Nas atuais circunstâncias, as redes sociais se tornaram a via de escape, apesar das constantes restrições a seu uso. Com algum risco, porém —mais de 3.000 estão sob investigação pelo uso dessas plataformas, segundo o IPI.
‘INIMIGA’
A jornalista Elif Ural afirma que, com seu histórico de comentários críticos ao governo nas mídias sociais, já prefere não ir a entrevistas de emprego. “Tampouco gostaria de trabalhar nesses veículos. Eles não fazem mais jornalismo”, afirma.
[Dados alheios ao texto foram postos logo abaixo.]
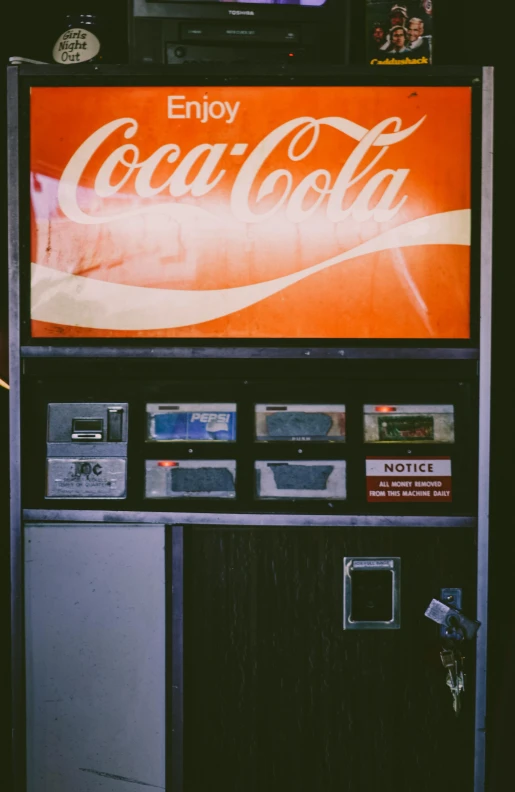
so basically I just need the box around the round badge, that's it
[52,28,101,64]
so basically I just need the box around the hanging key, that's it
[440,648,456,671]
[440,646,465,715]
[457,653,466,713]
[426,596,477,717]
[440,647,458,711]
[447,650,465,716]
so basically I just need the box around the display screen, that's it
[157,0,327,4]
[72,418,103,432]
[30,85,472,339]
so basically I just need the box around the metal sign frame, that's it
[21,65,482,349]
[8,64,493,792]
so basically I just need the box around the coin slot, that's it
[71,418,103,441]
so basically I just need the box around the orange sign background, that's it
[30,86,472,338]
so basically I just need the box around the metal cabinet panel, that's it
[24,523,165,792]
[184,525,477,792]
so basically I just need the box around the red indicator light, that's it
[375,406,397,412]
[157,461,179,467]
[288,53,294,57]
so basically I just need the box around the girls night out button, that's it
[366,457,452,502]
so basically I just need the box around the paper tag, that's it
[353,559,394,570]
[424,598,451,625]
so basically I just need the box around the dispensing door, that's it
[179,521,477,792]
Ela trabalhava para o canal de televisão estatal TRT quando, no início do ano, criticou o governo por não ter agido em relação a um escândalo de abuso sexual infantil. Horas depois de seu comentário numa rede social, ela foi demitida por telefone.
“Não estou insultando ninguém, nem sou uma extremista”, diz. “Só estou criticando as coisas que estão erradas, mas eles me veem como inimiga do Estado.”
Ural trabalha hoje como produtora para veículos estrangeiros, mas diz que esse trabalho tampouco oferece segurança.